The first is the complex, the second is that complex mimimised ready for simulation, the third the MD trajectory in DCD format.
See the code for details and gotchas.
python simulateComplexWithSolvent.py Mpro-x0387_0_fixed.pdb data/Mpro-x0387_0.mol Mpro-x0387_0 5000
Build on the previous simulateComplex.py example by including explicit solvent. The system now has 58,052 atoms and takes quite a lot longer to simulate, almost 2 mins using my laptop's GeForce GTX 1050 GPU. A 1ns simulation takes just under one hour.
Output is similar to the previous example. See the code for details and gotchas.
The previous methods were a bit of a cheat as they used a protein that had been fully prepared for simulation. It's pretty unlikely you will start with a protein in that state. There are 2 scripts that illustrate how preparation can be done. The aim is to be able to do this entirely within OpenMM, but it seems that's not quite possible.
The scripts are:
python prepareProtein.py protein.pdb protein
This strips out everything that is not the protein, fixes problems in the protein, adds hydrogens and writes the
file protein_prepared.pdb. That file can be used as inputs to the previous simulations.
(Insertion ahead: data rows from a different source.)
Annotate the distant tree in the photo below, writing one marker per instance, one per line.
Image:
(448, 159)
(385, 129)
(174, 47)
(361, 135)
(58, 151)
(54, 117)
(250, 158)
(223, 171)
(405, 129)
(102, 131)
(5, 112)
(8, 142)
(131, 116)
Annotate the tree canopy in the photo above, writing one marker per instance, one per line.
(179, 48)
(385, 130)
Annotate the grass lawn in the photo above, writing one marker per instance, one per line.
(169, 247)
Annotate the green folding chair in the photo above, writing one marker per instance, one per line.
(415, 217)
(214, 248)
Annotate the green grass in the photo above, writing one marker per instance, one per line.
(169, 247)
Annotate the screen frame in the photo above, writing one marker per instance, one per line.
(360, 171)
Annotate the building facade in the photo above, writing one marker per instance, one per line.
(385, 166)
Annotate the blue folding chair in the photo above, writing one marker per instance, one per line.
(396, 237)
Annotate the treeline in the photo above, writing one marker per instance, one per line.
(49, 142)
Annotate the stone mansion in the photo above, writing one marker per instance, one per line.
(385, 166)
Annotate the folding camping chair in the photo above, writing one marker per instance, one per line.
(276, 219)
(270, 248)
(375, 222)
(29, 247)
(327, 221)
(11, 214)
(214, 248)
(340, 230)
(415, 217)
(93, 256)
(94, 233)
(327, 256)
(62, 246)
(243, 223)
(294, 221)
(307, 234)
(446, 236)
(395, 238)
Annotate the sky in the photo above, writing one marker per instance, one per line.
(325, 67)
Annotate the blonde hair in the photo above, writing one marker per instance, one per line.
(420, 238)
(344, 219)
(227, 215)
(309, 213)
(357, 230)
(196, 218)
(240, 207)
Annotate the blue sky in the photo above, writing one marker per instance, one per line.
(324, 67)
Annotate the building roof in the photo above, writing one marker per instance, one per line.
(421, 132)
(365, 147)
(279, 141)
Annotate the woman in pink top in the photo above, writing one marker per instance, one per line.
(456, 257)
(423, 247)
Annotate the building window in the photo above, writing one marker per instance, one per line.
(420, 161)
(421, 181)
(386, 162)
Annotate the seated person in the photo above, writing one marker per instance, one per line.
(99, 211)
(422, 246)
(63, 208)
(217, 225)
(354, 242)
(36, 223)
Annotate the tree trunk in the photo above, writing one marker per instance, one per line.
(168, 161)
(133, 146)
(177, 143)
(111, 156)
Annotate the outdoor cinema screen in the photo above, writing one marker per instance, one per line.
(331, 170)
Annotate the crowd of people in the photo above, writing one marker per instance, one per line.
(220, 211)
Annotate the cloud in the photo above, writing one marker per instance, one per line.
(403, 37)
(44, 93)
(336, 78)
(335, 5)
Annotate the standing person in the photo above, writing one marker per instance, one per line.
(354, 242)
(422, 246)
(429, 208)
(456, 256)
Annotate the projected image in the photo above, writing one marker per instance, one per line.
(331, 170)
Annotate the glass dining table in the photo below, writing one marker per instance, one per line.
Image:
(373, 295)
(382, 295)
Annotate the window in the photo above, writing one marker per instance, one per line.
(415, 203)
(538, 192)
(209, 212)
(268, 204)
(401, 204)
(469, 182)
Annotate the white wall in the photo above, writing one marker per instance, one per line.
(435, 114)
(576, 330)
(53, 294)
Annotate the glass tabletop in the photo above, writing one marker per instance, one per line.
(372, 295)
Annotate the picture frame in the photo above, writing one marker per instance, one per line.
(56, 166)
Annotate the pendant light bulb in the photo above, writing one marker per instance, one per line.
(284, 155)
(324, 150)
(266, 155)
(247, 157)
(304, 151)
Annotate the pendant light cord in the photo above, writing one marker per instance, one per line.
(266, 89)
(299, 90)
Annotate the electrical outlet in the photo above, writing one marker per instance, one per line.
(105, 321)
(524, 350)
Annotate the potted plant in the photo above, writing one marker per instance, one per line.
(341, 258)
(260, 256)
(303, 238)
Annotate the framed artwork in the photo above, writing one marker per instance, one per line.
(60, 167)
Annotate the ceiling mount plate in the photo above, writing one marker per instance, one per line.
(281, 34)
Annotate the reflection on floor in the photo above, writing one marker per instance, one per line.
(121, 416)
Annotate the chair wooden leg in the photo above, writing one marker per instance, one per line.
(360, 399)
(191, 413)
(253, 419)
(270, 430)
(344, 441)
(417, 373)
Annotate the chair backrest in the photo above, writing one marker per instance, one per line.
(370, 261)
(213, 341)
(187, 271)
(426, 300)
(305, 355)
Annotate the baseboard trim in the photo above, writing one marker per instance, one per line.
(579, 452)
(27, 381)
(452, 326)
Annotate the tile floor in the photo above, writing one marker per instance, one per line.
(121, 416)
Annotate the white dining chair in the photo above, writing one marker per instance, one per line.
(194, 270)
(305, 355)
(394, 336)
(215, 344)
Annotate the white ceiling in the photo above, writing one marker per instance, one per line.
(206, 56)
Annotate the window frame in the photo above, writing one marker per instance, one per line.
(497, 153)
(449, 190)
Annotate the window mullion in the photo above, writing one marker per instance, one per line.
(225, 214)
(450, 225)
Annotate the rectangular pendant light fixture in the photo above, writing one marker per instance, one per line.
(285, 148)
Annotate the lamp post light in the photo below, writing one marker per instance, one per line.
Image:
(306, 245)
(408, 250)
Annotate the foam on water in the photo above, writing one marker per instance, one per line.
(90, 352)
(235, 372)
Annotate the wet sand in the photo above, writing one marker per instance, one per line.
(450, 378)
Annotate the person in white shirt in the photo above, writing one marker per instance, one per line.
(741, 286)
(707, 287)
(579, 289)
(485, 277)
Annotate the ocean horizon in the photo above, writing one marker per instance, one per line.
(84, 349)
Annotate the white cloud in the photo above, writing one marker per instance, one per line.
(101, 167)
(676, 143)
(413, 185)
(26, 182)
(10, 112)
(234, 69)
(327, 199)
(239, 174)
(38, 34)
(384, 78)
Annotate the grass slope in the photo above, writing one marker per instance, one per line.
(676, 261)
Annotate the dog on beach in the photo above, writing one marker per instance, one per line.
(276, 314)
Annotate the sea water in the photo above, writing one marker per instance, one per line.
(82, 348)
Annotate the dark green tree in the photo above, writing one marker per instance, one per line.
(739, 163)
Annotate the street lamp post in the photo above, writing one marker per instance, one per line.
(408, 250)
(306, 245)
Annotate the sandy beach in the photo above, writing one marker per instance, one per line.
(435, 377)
python prepareComplex.py data/Mpro-x0387_0_apo-desolv.pdb Mpro-x0387_0
This aims to build a PDB file with protein and ligand (and optionally the crystallographic waters) that is
ready for simulation. It writes the files protein_prepared.pdb and ligand_prepared.pdb.
It doesn't do everything that's needed, so other toolkits will be required:
- ligand does not have hydrogens added
- ligand can only be written to PDB format
The MD trajectories are analysed using MDTraj and the script analyse.py.
python analyse.py trajectory.dcd topology.pdb output
This requires the trajectory to be written out using the DCD reporter. The topology can be read from the minimised starting point of the MD run. This can be used for simulations with or without water.
The RMSD of the ligand and the protein C-alpha atoms compared to the start of the trajectory are displayed in a chart
that is generated using Plotly) with the name output.svg (where 'output' is the
last parameter passed to the analyse.py script).
Example analysis:
For complexes that are stable the RMSDs should not change dramatically. For a complex that is unstable the ligand may detach from the protein and the RMSD will increase dramatically. Relatively long simulations will be needed, maybe in the order of 100s of ns (input welcome on this and on how valid these simulations will be without explicit water).
Suggestions for how to improve these scripts and/or additional examples are welcome.